Exámenes teóricos de la DGT: ¿cuantos aprueban y cuántos suspenden?

Sacarse el carné de conducir suele ser uno de los primeros pensamientos de los jóvenes tras cumplir la mayoría de edad. En los últimos años ha habido cambios en la forma de hacer el examen teórico de la Dirección General de Tráfico (DGT) y, consecuentemente, en el porcentaje de aprobados y suspensos.

Según datos del Ministerio del Interior, en el año 2006 el total de personas no aptas en España ascendió a 563.077 (37% de suspensos) frente a los 952.035 aprobados, mientras que en 2014, último año del que se tienen datos, dicha cifra se redujo hasta las 220.081 personas (33% de suspensos), habiendo aprobado casi 450.000 personas.  La modificación del examen teórico que entró en vigor en 2013 deja patentes dos aspectos: por un lado, se ha reducido el número de personas calificadas como “no aptas”; por otro lado, no se ha reducido su porcentaje porque también ha bajado el número de aspirantes al examen teórico.

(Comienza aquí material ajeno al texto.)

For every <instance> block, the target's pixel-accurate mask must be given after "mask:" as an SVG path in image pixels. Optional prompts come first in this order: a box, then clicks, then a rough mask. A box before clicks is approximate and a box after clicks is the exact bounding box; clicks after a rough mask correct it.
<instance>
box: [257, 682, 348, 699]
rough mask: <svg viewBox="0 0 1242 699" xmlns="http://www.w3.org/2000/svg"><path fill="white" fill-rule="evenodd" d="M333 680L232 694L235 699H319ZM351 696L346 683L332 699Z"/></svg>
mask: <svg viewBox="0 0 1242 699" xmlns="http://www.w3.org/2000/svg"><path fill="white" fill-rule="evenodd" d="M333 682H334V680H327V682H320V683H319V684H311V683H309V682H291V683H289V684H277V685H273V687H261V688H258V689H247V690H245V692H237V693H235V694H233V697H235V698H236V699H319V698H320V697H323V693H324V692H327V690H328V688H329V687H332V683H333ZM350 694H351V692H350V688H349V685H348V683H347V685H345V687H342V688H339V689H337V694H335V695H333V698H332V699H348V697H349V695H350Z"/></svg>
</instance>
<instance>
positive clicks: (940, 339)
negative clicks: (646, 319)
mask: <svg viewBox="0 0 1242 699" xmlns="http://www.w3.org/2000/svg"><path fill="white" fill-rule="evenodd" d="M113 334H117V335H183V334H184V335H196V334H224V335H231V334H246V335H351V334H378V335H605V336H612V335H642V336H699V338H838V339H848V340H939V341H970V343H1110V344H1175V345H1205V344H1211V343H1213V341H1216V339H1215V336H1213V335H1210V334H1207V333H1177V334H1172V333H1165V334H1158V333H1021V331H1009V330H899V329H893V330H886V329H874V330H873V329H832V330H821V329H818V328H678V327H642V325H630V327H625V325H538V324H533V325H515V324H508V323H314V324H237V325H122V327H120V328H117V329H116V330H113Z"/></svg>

A la hora de consultar el resultado del examen teórico realizado, el aspirante solamente puede conocer si ha aprobado o suspendido, así como el número de fallos que ha tenido. Por ello, se ha iniciado una petición para que, a la hora de consultar la calificación, los aspirantes puedan ver sus exámenes y sepan cuáles son las cuestiones en las que se han cometido errores, con el objetivo de que el aspirante conozca en qué temas ha fallado y así evitar volver a caer en ellos. Ya en 2009 el Tribunal Superior de Justicia de Madrid (TSJM) emitió una sentencia por la que permitía a una mujer, socia del Comisariado Europeo del Automóvil, ver el acta de su examen teórico, al no mostrarse de acuerdo con el resultado. La DGT se lo denegó alegando que “hay que proteger la defensa del interés público y que hay que mantener en secreto los cuestionarios”. Sin embargo, el TSJM dio la razón a la mujer, que rebatió diciendo que los tests se publican en la propia web de la DGT.

Los cambios introducidos en 2013 en el examen teórico obtuvieron, dos años después, un reconocimiento por parte de la Agencia Estatal de Evaluación de Calidad, y han sido premiados en la categoría de Calidad e Innovación en la Gestión Pública. Entre las modificaciones realizadas se encuentran la implantación de ordenadores con pantalla táctil en las Jefaturas Provinciales de Tráfico, la introducción de una base de datos con 16.000 preguntas actualizadas, que garantiza exámenes individualizados.

Según un estudio realizado por el Observatorio Español de Conductores DUCIT del Real Automóvil Club de España (RACE), un tercio de los jóvenes afirmaron sentirse inseguros tras sacarse el carné. Una de las principales conclusiones del estudio es que “la formación en la autoescuela no resulta suficientemente completa para conducir de forma segura para desenvolverse en situaciones de tráfico habituales”.

Los datos demuestran que ha habido una mejoría con respecto a los resultados del examen teórico; sin embargo, se puede dar un paso más en mejorar su eficacia haciendo saber a cada aspirante qué errores ha cometido, con el objetivo de no volver a caer en ellos.

Posibles futuros cambios

La Dirección General de Tráfico (DGT) está estudiando la posibilidad de seguir implantando modificaciones de cara a los exámenes de 2017. Uno de los cambios tendría relación con el examen teórico, que a partir del próximo año incluiría una prueba visual en la que los aspirantes visualizarán un vídeo con diferentes situaciones, y posteriormente tendrán que responder un cuestionario para determinar si saben identificar los riesgos y actuar conforme a ellos.

Otros posibles cambios afectarían a los exámenes prácticos. Se implantaría un sistema de evaluación digital mediante tablets para registrar los datos de forma más precisa: el examinador anotará en la tablet tanto la ruta a seguir como los fallos cometidos por el aspirante. Además, el examinador podrá “conocer las aptitudes psicofísicas del sujeto”, según explicó María Seguí, exdirectora general de la DGT. El examinador también tendría la opción de no dar el resultado del examen en el momento de acabarlo si considera que el aspirante está demasiado nervioso y ello podría suponerle “una situación de riesgo”.